# Socket AM3 News



## johnsonwk2 (Apr 8, 2008)

I hope this is not a repost but if it is then I apologize.

Wanted to start a thread about news for the upcomming Socket AM3 processors from AMD. I've found it to be kind of difficult to find too much about them so I wanted to see what others came up with and what everyone thinks.

Here is one article I did find with a little information. http://www.bit-tech.net/news/2007/07/20/amd_socket_am3_processors_to_work_in_am2_boards/1

It's hard to say until they release how they will match up with Intel, but I do have high hopes for them. The AM2+ Phenom was kind of a tease because it was an improvement but not near what they should have out.

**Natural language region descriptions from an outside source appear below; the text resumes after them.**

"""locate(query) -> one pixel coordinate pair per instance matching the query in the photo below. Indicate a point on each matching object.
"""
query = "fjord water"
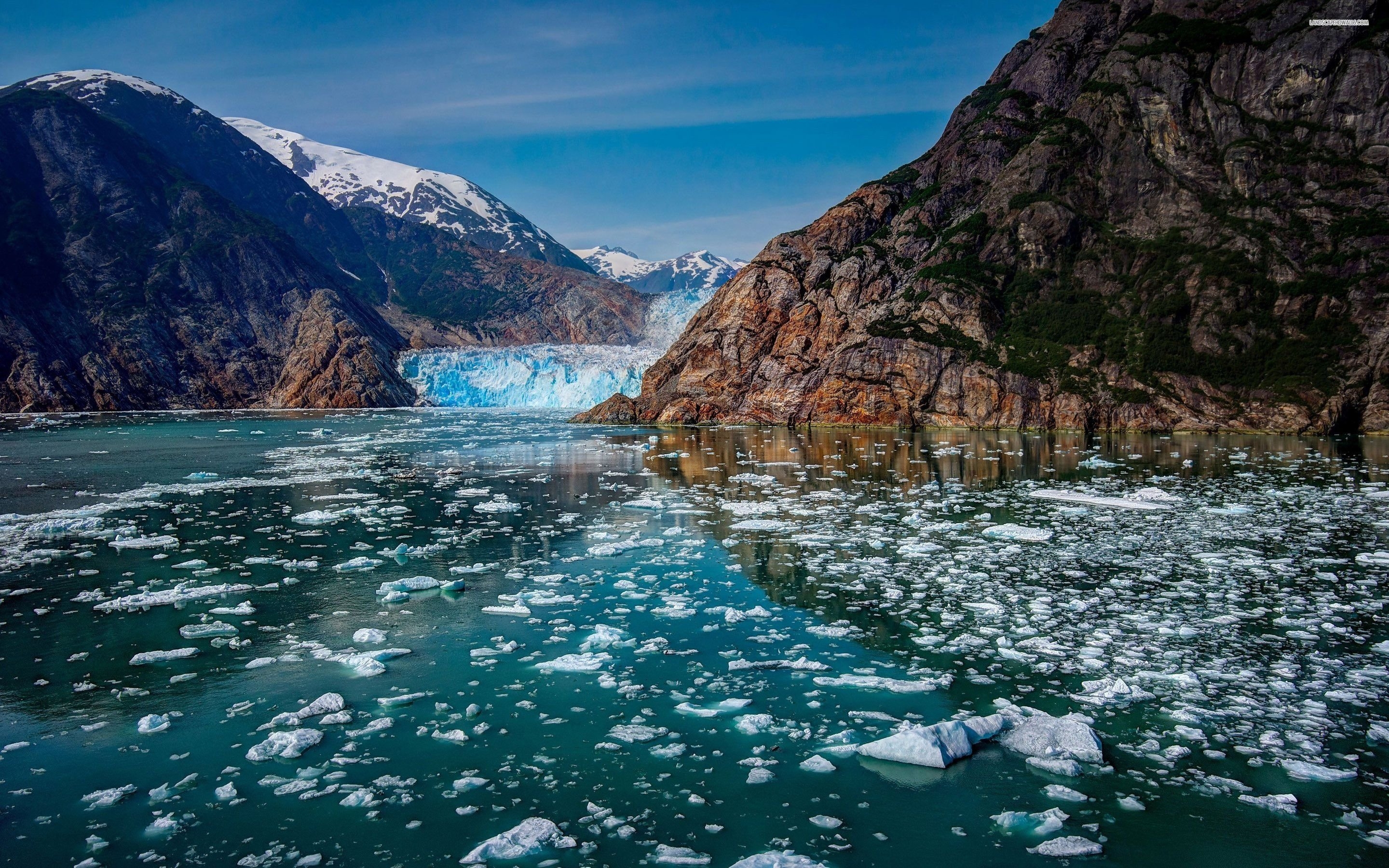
(1245, 599)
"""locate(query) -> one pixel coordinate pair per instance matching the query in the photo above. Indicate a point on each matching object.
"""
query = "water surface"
(1249, 606)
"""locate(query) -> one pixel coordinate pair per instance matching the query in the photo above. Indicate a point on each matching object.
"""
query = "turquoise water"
(1238, 608)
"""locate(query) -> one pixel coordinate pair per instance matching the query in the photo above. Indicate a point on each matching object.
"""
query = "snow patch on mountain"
(692, 271)
(351, 178)
(96, 82)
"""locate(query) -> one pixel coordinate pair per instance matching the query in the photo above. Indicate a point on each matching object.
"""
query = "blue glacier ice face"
(550, 376)
(534, 376)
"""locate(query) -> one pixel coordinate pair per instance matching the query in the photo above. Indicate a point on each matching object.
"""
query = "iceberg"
(938, 745)
(530, 838)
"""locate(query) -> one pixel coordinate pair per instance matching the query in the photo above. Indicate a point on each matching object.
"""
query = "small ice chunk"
(1019, 534)
(149, 657)
(680, 856)
(575, 663)
(288, 745)
(1064, 793)
(530, 838)
(1285, 803)
(1071, 845)
(817, 764)
(1301, 770)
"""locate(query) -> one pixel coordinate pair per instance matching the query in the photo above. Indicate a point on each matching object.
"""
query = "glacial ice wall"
(549, 376)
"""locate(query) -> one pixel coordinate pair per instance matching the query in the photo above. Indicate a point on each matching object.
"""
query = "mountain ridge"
(694, 271)
(1152, 216)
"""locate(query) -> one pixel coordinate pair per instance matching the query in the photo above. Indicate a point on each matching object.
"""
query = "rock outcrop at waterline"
(1164, 216)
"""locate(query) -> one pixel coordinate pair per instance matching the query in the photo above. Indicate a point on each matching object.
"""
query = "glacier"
(550, 376)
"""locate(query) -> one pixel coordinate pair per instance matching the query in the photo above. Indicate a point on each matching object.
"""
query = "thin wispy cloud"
(516, 95)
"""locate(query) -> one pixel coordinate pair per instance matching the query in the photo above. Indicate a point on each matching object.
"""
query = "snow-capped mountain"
(694, 271)
(348, 178)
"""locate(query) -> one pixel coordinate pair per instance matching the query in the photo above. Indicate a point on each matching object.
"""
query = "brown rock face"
(617, 410)
(1152, 216)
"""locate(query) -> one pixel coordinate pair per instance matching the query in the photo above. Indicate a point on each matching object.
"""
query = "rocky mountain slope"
(448, 292)
(688, 272)
(125, 284)
(1155, 214)
(156, 258)
(348, 178)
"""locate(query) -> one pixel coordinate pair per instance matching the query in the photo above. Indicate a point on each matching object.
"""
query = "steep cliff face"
(124, 284)
(1152, 216)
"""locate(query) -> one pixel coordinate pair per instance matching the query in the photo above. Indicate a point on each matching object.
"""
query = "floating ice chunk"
(377, 725)
(1110, 692)
(206, 631)
(1301, 770)
(1285, 803)
(413, 584)
(680, 856)
(286, 745)
(1042, 735)
(507, 610)
(877, 682)
(935, 746)
(1069, 846)
(728, 705)
(105, 799)
(179, 594)
(316, 517)
(357, 563)
(359, 799)
(403, 699)
(1116, 503)
(1019, 534)
(1064, 793)
(773, 859)
(499, 503)
(531, 838)
(817, 764)
(637, 732)
(755, 724)
(605, 637)
(760, 524)
(586, 662)
(145, 542)
(149, 657)
(1058, 767)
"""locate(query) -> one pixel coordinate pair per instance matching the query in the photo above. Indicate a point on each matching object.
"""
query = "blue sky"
(656, 127)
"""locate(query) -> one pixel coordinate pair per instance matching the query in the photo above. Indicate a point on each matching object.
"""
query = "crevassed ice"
(549, 376)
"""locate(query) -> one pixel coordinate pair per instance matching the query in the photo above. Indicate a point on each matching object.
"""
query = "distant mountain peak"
(689, 271)
(351, 178)
(95, 81)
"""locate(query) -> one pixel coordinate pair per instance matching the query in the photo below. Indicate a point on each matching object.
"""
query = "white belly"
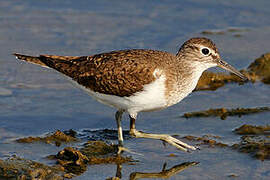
(151, 98)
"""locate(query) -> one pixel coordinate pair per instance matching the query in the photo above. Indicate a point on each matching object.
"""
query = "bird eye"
(205, 51)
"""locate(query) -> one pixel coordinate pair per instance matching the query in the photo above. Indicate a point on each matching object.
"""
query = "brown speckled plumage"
(120, 73)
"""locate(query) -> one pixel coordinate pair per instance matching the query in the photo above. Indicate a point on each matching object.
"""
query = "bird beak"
(228, 67)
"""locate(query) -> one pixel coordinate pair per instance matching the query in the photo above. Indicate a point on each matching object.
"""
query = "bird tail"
(30, 59)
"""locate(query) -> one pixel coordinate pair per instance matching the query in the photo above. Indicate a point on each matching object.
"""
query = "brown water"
(35, 100)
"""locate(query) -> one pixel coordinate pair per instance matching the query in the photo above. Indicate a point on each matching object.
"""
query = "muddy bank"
(75, 160)
(57, 138)
(223, 113)
(22, 169)
(206, 140)
(259, 70)
(255, 141)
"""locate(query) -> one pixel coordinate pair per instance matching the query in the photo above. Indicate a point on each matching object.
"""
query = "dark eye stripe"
(205, 51)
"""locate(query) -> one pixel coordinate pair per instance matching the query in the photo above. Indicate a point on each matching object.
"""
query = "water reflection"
(164, 173)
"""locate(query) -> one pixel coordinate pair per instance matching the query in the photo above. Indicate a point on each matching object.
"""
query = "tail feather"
(30, 59)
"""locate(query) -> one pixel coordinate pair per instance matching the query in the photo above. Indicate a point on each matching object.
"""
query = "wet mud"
(255, 141)
(57, 138)
(206, 140)
(69, 162)
(234, 31)
(22, 169)
(223, 113)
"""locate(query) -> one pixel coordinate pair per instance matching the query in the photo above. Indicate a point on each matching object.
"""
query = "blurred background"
(35, 100)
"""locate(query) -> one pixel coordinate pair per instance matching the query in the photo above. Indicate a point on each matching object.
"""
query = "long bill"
(228, 67)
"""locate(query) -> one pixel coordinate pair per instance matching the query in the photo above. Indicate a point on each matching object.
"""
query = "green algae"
(258, 70)
(206, 140)
(57, 138)
(22, 169)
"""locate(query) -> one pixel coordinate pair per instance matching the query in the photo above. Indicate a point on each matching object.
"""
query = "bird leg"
(118, 118)
(164, 137)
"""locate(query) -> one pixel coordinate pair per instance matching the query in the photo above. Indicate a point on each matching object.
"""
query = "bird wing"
(120, 73)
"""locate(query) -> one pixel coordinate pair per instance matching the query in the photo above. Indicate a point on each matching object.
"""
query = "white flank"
(152, 97)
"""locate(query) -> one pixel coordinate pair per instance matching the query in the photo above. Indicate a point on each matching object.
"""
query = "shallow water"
(35, 100)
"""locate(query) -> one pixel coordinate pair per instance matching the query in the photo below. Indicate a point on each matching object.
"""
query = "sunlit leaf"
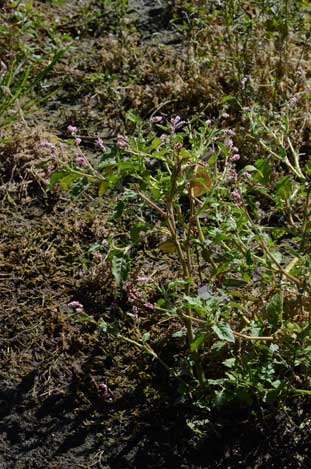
(224, 332)
(201, 182)
(168, 246)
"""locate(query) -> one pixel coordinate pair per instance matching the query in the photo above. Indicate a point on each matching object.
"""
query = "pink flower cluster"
(122, 141)
(76, 306)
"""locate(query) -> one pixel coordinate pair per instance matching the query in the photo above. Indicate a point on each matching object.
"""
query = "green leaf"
(197, 342)
(146, 337)
(67, 181)
(103, 186)
(167, 246)
(120, 268)
(230, 362)
(56, 177)
(224, 332)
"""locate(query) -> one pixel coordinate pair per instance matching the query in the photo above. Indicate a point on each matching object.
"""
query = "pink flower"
(81, 161)
(135, 311)
(104, 388)
(176, 123)
(76, 306)
(177, 146)
(244, 81)
(122, 141)
(100, 144)
(46, 144)
(144, 279)
(72, 129)
(156, 119)
(234, 157)
(236, 195)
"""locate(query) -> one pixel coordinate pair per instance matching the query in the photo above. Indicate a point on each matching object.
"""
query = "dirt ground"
(70, 396)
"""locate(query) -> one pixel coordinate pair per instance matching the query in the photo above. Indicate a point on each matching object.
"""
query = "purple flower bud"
(234, 157)
(72, 129)
(122, 141)
(178, 146)
(76, 306)
(100, 144)
(46, 144)
(135, 311)
(144, 279)
(156, 119)
(236, 195)
(243, 82)
(176, 123)
(104, 388)
(81, 161)
(229, 143)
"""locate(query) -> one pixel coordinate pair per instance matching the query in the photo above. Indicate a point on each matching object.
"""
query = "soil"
(70, 396)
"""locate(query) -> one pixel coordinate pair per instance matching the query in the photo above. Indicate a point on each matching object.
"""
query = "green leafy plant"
(187, 177)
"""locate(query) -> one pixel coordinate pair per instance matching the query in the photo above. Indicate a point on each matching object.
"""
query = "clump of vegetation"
(181, 136)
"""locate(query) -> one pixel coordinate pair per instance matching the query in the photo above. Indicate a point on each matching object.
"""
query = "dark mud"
(55, 411)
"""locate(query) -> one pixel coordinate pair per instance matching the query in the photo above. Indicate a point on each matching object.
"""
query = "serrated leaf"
(57, 177)
(67, 181)
(146, 336)
(224, 332)
(120, 268)
(103, 186)
(194, 347)
(201, 182)
(167, 246)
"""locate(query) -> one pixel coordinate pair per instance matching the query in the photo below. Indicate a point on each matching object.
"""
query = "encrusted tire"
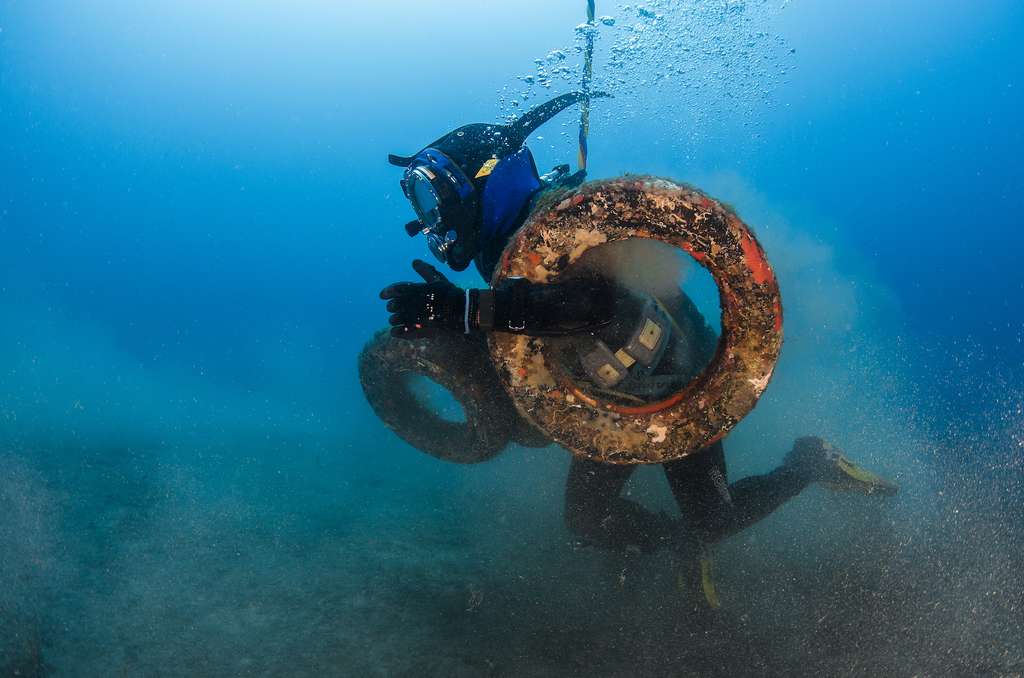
(563, 228)
(462, 366)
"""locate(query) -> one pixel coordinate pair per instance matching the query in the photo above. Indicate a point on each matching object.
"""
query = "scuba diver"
(471, 191)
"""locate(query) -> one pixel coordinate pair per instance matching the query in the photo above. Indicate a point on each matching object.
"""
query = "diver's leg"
(596, 513)
(716, 510)
(699, 484)
(712, 508)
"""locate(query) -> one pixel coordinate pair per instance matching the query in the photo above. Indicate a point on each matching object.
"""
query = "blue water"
(196, 216)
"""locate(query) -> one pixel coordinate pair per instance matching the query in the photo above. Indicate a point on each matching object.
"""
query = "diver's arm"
(516, 306)
(519, 306)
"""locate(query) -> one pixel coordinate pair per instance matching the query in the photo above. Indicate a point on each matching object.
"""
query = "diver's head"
(446, 181)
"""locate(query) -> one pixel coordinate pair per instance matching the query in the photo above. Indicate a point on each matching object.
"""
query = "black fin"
(520, 130)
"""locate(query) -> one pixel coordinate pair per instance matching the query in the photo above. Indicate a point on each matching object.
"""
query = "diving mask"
(445, 204)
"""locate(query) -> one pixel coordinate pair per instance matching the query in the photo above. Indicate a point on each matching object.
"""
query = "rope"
(588, 74)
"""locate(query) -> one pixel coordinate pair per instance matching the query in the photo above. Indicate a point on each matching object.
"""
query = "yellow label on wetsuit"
(486, 168)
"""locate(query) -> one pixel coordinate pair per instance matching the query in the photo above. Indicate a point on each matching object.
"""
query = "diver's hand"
(419, 309)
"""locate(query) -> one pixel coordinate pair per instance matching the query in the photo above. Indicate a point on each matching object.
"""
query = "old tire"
(557, 234)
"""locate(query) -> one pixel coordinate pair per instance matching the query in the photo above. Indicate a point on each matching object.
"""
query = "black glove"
(419, 309)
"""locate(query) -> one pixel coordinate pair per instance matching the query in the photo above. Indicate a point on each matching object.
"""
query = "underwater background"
(197, 215)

Please post up any links you find about this topic and feal free to comment. My only request is that we remain bias because I honestly can't stand Intel OR AMD fan boys any more than Nvidia or ATI fanboys.


----------



## matthew0155 (Jan 14, 2008)

i think that the are rushing it out, i mean if this cant compete with intel in my opinion thats it for them there screwed. They need to really lock it up and beat intel and get some loyalty back. Then intel will just make something better still, and hopefully it will continue this way it would be good for us the consumers.


----------



## johnsonwk2 (Apr 8, 2008)

I agree that I believe they are rushing it, but I really think that they need to at this point. Intel has had their quad cores out way to long for AMD not to have theirs. Intel is always a step ahead and always will be, but AMD still brings other things to the table.


----------



## matthew0155 (Jan 14, 2008)

I dont believe that they ALWAYS will be, to be honest i hope they get the upper hand on intel to make more money devolop faster, get back to the top. Your right they do need to have some quad cores out also.


----------



## Old Rich (Jan 17, 2003)

Don't forget that if it was not for AMD, we would all be paying $600 for a 500mHz processor


----------



## johnsonwk2 (Apr 8, 2008)

simpswr said:


> Don't forget that if it was not for AMD, we would all be paying $600 for a 500mHz processor


This is absolutly true, and is also one of the reasons I support there products as often as I can.


----------